Improving Solution Quality of Bounded Max-Sum Algorithm to Solve DCOPs involving Hard and Soft Constraints
This work provides an incremental improvement for researchers and practitioners working with DCOPs that involve both hard and soft constraints, enhancing the applicability of the BMS algorithm.
The paper addresses the limitation of the Bounded Max-Sum (BMS) algorithm in handling hard constraints within Distributed Constrained Optimization Problems (DCOPs). By tailoring BMS to incorporate both hard and soft constraints, the authors demonstrate a marked improvement in the solution quality for large DCOPs.

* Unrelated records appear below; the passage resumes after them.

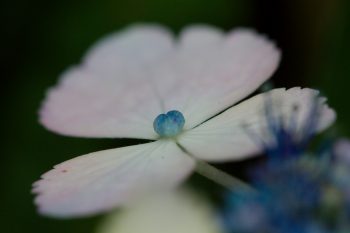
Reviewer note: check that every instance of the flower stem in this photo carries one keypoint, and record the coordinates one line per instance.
(221, 177)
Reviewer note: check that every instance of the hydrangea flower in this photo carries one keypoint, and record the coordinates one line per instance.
(143, 83)
(297, 190)
(170, 212)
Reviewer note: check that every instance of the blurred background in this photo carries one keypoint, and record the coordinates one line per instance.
(42, 38)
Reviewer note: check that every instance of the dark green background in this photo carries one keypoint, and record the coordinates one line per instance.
(41, 38)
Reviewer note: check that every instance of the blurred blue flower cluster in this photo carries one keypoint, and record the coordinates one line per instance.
(298, 191)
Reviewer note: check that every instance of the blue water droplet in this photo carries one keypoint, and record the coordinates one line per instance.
(169, 124)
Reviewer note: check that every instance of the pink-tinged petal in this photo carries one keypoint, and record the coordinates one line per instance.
(111, 93)
(211, 71)
(103, 180)
(128, 78)
(234, 134)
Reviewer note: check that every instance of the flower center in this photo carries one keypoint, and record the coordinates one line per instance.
(169, 124)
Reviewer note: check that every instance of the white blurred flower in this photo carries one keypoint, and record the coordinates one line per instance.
(127, 86)
(170, 212)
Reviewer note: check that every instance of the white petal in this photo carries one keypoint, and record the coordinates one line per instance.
(225, 137)
(212, 71)
(129, 78)
(110, 94)
(103, 180)
(172, 212)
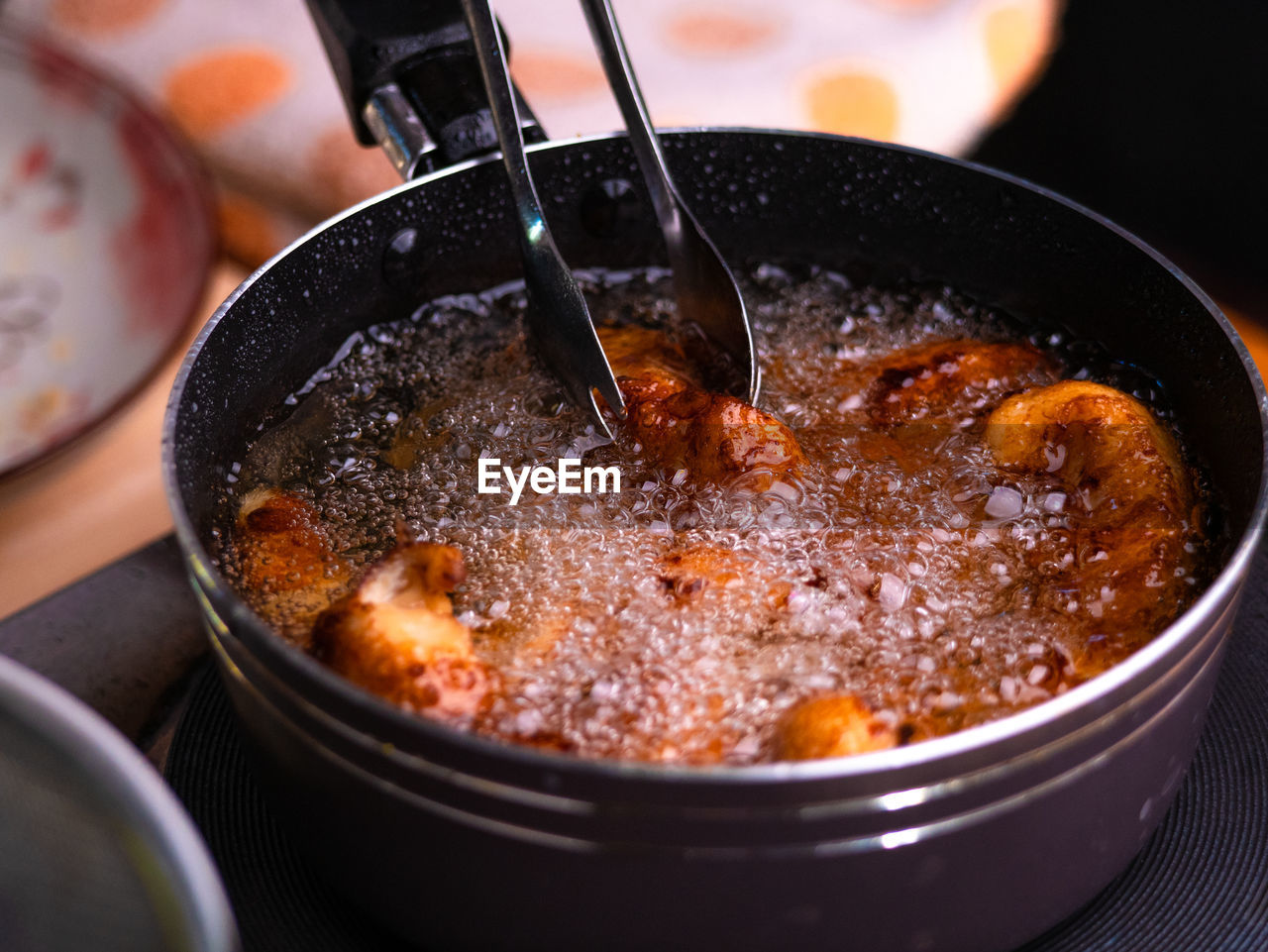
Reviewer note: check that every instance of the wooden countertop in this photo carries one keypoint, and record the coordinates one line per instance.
(103, 497)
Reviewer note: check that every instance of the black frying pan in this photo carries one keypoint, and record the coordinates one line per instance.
(972, 842)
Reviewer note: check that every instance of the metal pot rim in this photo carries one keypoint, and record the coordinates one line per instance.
(1041, 717)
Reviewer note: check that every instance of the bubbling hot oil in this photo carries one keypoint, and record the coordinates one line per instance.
(901, 572)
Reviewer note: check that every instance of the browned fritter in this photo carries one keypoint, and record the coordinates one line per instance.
(831, 725)
(396, 634)
(680, 424)
(1123, 472)
(285, 558)
(928, 380)
(687, 571)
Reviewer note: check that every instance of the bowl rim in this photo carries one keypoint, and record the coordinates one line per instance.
(18, 41)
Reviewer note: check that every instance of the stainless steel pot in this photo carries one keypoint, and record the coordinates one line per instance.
(975, 841)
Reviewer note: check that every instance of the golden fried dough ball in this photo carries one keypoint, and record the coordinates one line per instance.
(285, 558)
(932, 379)
(1096, 438)
(688, 571)
(396, 634)
(831, 725)
(679, 424)
(1126, 476)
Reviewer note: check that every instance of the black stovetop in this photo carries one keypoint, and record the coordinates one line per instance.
(1201, 883)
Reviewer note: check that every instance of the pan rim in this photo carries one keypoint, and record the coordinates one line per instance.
(1222, 589)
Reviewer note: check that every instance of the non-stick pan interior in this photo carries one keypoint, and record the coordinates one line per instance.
(873, 212)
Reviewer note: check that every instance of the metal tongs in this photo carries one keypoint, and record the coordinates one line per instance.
(558, 317)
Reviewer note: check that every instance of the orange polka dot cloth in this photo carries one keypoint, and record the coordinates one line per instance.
(249, 82)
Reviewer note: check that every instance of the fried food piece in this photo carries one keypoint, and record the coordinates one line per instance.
(687, 572)
(1125, 472)
(680, 424)
(285, 558)
(929, 380)
(831, 725)
(396, 634)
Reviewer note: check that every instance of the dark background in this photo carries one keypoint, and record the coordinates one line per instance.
(1155, 114)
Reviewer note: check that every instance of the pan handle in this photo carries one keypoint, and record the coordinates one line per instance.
(411, 80)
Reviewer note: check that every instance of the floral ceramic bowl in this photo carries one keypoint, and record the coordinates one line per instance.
(107, 239)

Bounded Max-Sum (BMS) is a message-passing algorithm that provides approximation solution to a specific form of de-centralized coordination problems, namely Distributed Constrained Optimization Problems (DCOPs). In particular, BMS algorithm is able to solve problems of this type having large search space at the expense of low computational cost. Notably, the traditional DCOP formulation does not consider those constraints that must be satisfied(also known as hard constraints), rather it concentrates only on soft constraints. Hence, although the presence of both types of constraints are observed in a number of real-world applications, the BMS algorithm does not actively capitalize on the hard constraints. To address this issue, we tailor BMS in such a way that can deal with DCOPs having both type constraints. In so doing, our approach improves the solution quality of the algorithm. The empirical results exhibit a marked improvement in the quality of the solutions of large DCOPs.